The spanish systems all work extremely well.
Appointments : The system is open 24/7 fully automatic via phone or computer
Hospital visit test results are available the next day at doctors or on line for patient (they hide nothing tell all)
Every one entitled to free medical service has a medical card, the card is swiped and checked every time you need any thing. If you dont have a valid medical card you will get no service unless you are insured or have a working credit card. Even the ambulances check.
We use the same card for prescriptions.
The card of course point to all your medical info which is all on line
The medical centre is open 24 hours as is the chemist and the hospital is modern, clean, evem the food is great.
The local medical centre is the responsibility of the Mayor, we all know him, if any thing starts to go wrong he knows he will get it in neck every where he goes. Its not run by some nameless committee of which no one knows
Its a question of accountability that the difference
we've not seen one of these for a while.
They usually end up either scrapped after many changes of firms and guaranteed payouts or so far behind that they are no longer for for purpose - and still paying out guaranteed lumps.
Ah, if only things were as smooth as Crossrail . . .
I truly believe that the NHS needs a serious change of culture as a major priority.
Patients need to be able to ‘engage’ with the health providers and the medical team need true support from the management etc. More money for anything won’t solve the key issues – major reform would enable better results to be achieved – regardless of money &/or technology
I worked on a project for a major U.S. hospital that was successfully completed, on time, in 3 years.
Over 20,000 users and over 100,000 patients a year and rising. This hospital also has a top tier school and major research center and is spread out over dozens of facilities.
It can be done, just not by well connected morons.
This SAME system is also being successfully deployed at other major U.S. hospitals.
You took three years to knock something together that does a thing for a single hospital and you think that means you know everything? This isn't the third world - there are currently rubbish little systems like that for most things at most UK hospitals. It's getting all the things at all the hospitals to talk to each other that's the issue, and I don't suppose you'd be any better at that than the rest of us.

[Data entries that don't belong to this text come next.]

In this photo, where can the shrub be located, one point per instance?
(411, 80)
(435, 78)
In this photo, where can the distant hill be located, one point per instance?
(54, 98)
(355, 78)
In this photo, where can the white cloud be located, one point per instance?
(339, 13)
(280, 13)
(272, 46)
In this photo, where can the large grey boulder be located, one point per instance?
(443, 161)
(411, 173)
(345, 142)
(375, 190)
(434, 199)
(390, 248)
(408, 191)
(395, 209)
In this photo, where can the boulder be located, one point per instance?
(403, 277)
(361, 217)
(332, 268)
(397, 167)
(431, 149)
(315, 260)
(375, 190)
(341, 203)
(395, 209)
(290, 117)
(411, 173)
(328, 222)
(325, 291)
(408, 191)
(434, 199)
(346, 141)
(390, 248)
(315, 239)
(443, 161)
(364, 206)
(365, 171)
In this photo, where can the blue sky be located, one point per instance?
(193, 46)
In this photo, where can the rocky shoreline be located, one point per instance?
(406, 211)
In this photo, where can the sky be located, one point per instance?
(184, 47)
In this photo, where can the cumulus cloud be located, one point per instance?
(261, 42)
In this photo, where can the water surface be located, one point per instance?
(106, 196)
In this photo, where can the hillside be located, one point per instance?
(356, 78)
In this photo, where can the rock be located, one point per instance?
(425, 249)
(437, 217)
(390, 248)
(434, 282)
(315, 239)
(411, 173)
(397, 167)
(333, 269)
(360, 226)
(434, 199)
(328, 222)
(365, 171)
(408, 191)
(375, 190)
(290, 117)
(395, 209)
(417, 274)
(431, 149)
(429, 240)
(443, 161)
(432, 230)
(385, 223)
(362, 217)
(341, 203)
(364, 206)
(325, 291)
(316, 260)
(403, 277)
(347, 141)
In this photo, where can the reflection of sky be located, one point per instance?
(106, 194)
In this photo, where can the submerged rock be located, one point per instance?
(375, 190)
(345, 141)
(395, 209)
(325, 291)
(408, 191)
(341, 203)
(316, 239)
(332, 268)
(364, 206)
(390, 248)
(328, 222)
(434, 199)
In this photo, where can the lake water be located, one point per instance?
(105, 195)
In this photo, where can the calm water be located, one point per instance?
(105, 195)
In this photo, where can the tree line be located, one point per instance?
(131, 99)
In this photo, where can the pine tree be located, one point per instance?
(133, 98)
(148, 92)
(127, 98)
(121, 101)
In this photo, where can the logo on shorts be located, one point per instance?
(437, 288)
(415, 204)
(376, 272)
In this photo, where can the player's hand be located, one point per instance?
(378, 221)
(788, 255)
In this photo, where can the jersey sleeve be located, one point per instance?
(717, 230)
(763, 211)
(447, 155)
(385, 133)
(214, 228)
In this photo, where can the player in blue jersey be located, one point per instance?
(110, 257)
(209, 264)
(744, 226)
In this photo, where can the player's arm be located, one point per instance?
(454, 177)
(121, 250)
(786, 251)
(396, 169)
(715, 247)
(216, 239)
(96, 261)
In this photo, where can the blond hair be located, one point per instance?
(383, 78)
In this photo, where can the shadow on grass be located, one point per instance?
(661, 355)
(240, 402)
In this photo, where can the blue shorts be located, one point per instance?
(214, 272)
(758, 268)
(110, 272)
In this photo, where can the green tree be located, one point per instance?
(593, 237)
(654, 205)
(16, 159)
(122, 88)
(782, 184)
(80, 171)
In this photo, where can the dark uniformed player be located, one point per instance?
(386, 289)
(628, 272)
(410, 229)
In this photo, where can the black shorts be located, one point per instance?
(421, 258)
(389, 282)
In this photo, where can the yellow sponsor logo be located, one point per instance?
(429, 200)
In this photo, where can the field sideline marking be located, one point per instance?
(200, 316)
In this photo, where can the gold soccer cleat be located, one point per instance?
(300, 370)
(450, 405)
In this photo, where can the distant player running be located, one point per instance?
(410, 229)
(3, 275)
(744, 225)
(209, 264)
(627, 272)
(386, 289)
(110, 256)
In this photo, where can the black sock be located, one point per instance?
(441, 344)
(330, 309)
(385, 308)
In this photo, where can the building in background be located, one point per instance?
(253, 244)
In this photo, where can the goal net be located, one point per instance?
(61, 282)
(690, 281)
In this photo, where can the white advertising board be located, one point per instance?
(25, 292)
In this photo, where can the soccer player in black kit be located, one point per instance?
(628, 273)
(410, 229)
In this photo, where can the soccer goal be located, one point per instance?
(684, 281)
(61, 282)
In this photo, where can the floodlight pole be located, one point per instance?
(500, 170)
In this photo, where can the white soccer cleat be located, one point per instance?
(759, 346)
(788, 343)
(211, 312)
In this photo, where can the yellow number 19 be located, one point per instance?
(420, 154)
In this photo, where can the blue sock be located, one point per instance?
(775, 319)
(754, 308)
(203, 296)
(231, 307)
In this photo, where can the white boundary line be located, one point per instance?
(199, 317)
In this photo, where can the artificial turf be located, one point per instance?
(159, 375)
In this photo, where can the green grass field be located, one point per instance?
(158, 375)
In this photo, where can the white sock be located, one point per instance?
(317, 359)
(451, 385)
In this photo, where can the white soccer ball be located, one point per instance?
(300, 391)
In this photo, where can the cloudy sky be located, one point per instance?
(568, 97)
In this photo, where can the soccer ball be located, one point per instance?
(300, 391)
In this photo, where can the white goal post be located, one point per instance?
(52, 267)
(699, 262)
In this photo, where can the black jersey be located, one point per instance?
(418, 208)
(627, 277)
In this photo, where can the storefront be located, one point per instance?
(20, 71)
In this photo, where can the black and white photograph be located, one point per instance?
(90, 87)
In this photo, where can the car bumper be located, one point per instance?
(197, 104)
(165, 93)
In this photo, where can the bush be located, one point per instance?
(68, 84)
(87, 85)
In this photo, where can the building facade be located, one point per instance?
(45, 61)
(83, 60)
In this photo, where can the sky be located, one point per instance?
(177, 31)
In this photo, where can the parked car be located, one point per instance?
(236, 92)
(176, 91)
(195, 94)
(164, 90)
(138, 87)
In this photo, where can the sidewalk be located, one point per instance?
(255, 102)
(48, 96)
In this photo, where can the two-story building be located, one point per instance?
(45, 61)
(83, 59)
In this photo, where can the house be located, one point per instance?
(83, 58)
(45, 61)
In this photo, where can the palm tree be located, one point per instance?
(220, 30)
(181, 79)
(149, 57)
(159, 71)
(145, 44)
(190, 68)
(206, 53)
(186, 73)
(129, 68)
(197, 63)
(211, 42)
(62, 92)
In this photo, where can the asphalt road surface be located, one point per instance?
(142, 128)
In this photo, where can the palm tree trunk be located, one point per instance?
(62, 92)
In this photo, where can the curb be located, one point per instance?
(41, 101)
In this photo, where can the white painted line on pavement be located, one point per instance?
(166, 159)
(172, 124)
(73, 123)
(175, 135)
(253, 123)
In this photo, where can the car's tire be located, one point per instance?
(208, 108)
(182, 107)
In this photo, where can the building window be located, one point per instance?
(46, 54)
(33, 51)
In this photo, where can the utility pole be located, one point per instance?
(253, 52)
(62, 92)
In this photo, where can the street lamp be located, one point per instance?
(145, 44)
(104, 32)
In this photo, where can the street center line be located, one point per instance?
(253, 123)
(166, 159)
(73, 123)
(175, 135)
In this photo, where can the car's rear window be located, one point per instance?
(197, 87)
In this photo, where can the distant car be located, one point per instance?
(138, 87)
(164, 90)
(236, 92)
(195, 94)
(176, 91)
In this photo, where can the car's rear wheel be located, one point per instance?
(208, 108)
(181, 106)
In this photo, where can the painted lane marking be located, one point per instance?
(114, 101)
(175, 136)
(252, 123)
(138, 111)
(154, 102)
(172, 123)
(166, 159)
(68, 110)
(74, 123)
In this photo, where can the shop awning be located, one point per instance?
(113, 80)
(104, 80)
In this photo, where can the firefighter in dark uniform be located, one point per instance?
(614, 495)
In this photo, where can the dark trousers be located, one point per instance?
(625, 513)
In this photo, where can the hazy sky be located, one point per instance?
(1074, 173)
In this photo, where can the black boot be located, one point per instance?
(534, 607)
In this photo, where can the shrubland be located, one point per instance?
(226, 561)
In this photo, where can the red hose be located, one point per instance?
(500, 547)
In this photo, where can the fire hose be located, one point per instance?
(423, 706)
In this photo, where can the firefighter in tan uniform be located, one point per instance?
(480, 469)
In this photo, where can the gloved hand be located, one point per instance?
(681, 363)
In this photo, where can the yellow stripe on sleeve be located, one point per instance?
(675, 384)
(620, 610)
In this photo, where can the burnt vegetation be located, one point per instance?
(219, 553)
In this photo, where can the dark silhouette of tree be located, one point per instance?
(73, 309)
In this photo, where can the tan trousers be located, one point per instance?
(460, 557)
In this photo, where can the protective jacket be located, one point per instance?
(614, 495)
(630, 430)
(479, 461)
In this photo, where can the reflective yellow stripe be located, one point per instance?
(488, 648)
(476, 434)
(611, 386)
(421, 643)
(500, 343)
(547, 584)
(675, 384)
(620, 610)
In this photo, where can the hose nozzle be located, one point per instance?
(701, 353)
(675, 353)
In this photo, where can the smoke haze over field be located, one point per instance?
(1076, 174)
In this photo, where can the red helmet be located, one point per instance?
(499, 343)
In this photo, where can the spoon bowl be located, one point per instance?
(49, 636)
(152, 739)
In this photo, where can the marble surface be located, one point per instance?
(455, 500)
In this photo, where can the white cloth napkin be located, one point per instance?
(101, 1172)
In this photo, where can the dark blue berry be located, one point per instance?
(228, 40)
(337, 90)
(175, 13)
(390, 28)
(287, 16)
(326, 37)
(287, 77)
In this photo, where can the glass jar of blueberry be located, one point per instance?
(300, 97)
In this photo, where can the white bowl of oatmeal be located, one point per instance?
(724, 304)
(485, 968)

Now that IBM have moved over to the Mac, the NHS needs to the same. Lower costs for supporting Macs compared to Windows. The equipment lasts longer. You can then build upon this by integrating IPads & iPhones for recording data on wards for peripatetic services and feed it all into FileMaker. Discuss!
Surely a significant part of any IT structure has to be somewhat hardware independent of hardware manufacturer. Go back a few years and IBM ruled the world & Apple was for design 'weirdos' (no offense to graphic designers but hardly mainstream IT at the time). Apple products are relatively speaking expensive - i.e.. there are some good Android based tablets at a fraction of the price of the iPad.
Whatever IT systems gets introduced it has to survive / be supported / available for many years
I work in NHS IT and the major issue, and one not approached by Fluff Hancock, is training people to use IT and follow processes. That's where money is already NOT being spent, is sorely missed and where if new tech is added we'll be creating an even huger skills deficit.